In the United Arab Emirates (UAE), the risk of widespread reduction of desalination investment and environmental stress is ever present. With mass immigration, the population continues to grow – which not only increases the need for drinking water but also the demand for water for agriculture and industry.
The UAE’s water consumption is estimated to be about 390 liters per day per capita compared to 250 liters in France!
The result is that water table levels are dropping rapidly. The Emirates are therefore looking for long term solutions to preserve resources and emerge from the constant threat of shortage – like the solution set up with the support of Veolia in the city of Ajman, named after one of the seven emirates in the United Arab Emirates federation.

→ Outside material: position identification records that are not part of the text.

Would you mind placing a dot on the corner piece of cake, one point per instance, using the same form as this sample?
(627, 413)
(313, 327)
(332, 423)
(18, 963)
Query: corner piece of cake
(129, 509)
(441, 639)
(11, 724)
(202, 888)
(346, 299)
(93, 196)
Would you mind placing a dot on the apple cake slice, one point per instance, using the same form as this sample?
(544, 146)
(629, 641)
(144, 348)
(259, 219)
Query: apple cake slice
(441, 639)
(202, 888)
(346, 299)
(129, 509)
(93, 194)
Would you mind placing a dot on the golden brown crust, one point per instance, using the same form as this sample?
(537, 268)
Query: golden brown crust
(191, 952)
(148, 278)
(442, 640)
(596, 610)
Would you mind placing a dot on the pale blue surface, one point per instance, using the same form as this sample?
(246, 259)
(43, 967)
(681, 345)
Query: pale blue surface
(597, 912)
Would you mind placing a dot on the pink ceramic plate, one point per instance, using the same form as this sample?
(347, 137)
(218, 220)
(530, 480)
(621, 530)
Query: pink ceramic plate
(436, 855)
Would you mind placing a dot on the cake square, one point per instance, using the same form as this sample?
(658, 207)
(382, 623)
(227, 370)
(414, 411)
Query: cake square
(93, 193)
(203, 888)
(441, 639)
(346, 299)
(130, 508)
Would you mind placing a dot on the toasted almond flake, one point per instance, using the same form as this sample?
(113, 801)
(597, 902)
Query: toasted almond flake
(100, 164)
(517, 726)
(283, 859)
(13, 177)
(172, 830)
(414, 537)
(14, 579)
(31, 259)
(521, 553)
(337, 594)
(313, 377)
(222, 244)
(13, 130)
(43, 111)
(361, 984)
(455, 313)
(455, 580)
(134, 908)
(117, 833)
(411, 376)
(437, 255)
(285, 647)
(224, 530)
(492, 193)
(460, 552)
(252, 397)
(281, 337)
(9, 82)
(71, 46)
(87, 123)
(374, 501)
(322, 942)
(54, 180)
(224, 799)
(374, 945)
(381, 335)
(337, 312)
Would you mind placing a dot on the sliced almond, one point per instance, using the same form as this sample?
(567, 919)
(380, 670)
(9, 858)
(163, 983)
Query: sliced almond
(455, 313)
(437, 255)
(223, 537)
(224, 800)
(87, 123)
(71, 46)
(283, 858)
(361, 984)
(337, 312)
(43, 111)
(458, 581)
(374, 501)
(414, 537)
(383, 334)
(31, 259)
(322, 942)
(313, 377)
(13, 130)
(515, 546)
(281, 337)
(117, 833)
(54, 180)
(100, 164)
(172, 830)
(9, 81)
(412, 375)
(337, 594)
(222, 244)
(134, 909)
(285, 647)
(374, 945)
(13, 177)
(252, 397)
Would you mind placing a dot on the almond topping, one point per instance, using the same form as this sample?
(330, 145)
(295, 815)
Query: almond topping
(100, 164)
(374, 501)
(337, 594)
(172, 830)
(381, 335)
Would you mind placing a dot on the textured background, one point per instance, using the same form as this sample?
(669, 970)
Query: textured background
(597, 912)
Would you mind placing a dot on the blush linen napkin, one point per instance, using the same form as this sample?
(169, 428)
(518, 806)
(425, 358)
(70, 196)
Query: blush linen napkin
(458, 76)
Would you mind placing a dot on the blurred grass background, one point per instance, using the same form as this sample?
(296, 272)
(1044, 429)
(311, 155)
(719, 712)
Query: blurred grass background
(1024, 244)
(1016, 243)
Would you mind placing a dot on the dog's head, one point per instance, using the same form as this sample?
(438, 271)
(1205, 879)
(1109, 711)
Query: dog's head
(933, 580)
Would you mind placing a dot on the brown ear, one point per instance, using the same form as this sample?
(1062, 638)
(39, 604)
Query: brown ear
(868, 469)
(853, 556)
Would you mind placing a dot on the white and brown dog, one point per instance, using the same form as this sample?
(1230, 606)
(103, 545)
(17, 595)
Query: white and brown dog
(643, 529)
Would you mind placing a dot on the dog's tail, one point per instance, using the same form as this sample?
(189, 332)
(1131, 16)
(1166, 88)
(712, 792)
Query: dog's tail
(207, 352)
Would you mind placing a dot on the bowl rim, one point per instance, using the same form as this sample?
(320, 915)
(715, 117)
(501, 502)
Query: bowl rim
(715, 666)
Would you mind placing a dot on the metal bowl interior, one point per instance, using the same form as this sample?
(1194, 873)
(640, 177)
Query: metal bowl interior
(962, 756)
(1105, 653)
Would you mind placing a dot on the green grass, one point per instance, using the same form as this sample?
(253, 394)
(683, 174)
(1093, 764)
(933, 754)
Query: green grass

As part of the Moalajah joint venture, Veolia signed a 27-year contract in 2006 to manage the city’s wastewater services including the entire sewerage system – a contract unique in the Middle East. The system developed includes a 400-kilometer sewer system, 22 pumping stations and the “Ajman Sewerage” treatment plant. The goal is to meet demand for water by providing high-quality recycled water and reuse 100% of the water that arrives to the site, to avoid discharging anything in the natural environment.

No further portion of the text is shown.